Role-Playing - A technique in which patients are directed to respond the way they would
typically respond if they were in a given situation. The situation may be described to them, or
an assistant may actually act the part of another person. Often used for dealing with
problems involving interactions with others, esp. deficits in social skills and assertiveness.
Sample - Behavioral assessment uses a "sample" orientation to testing—that is, the goal is to
gather examples that are representative of the situations and behaviors of interest.
School Observation - Behavioral observation that is conducted in the school setting. As with
home observation, trained observers rate the patient using an appropriate observational
system.
Self-Monitoring - An observational technique in which individuals observe and record their
own behaviors, thoughts, or emotions (including information on timing, frequency, intensity,
and duration). This is very cost-effective and can help clients translate vague
complaints into specific behaviors to be changed. Also, simply recording
one’s own behaviors can lead to insight and improvement.
Sign - Traditional assessment uses a "sign" approach to testing—that is, the goal is to
identify marks of underlying characteristics. This can be confusing. While traditional
psychoanalysts consider a symptom a "sign" of an underlying problem, behaviorists consider
a "sign" to be an "observable behavior" of the client.
Situational Test - A controlled observation technique in which the clinician places individuals
in situations more or less similar to those of real life and then observes their reactions
directly.
SORC Model - A model for conceptualizing clinical problems from a behavioral perspective.
In this model, S = the stimulus or antecedent conditions that bring on the problematic
behavior, O = the organismic variables related to the behavior, R = the response or the
behavior itself, and C = the consequences of the behavior.
Unit Of Analysis - In the context of observation, the length of time observations will be made
and the type and number of responses that will be rated.
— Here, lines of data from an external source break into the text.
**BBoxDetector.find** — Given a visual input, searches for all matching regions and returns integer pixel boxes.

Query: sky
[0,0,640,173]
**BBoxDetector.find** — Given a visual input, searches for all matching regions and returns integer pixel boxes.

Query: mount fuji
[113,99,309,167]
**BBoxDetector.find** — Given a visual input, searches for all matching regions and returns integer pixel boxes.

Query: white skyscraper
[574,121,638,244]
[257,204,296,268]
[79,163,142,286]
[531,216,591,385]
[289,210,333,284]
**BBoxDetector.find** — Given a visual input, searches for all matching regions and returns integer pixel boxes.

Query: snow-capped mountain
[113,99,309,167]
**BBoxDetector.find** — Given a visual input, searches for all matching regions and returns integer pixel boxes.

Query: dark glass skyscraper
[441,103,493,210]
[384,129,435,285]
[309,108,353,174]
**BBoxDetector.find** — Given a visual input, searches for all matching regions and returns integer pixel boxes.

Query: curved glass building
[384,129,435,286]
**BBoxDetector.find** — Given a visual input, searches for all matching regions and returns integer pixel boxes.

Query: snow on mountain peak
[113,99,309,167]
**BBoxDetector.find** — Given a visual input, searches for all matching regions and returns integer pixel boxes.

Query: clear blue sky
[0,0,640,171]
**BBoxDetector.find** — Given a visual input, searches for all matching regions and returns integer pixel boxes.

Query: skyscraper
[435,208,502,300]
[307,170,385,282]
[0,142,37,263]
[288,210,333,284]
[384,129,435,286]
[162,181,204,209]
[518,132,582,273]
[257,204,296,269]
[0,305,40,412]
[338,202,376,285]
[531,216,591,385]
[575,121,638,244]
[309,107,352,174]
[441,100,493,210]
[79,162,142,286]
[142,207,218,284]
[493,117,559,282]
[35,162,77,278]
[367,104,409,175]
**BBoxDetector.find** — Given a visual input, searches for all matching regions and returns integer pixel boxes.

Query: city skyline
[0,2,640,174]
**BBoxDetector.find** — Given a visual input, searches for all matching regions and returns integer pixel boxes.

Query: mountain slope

Below are some additional ideas and terms from Chapter 9 you should know
Sign vs. Sample – in contrast to a psychoanalyst, behavioral assessors do not
see problem behaviors as “signs” of underlying problems. Their interest is in
understanding the variables that elicit and maintain such behaviors. To make things more
confusing, behaviorists DO use the word "sign." However, as they use it, it refers to
"observable" patient behaviors" vs. "symptoms" which are reported by the patient.
When is Behavioral Assessment Used? – before treatment (to understand
behaviors and choose treatment), during treatment (to assess effectiveness),
and after treatment (to see if improvement is maintained).
Naturalistic Observation – used primarily in research and teaching settings. It is a
good method for obtaining data. Because of its difficulty and expense, it is not
popular in everyday clinical practice.
Achenbach’s Child Behavior Checklist [CBCL] – is one of the most widely used of
children’s assessment tools. See Table 9 – 2 for sample items from the
“Direct Observation Form [DOF] of the CBCL.
Concurrent validity – in the context of behavioral assessment, if professional
observations of behavior (e.g., a child’s aggression) agree with parent and
teacher reports, the validity of the observation is supported.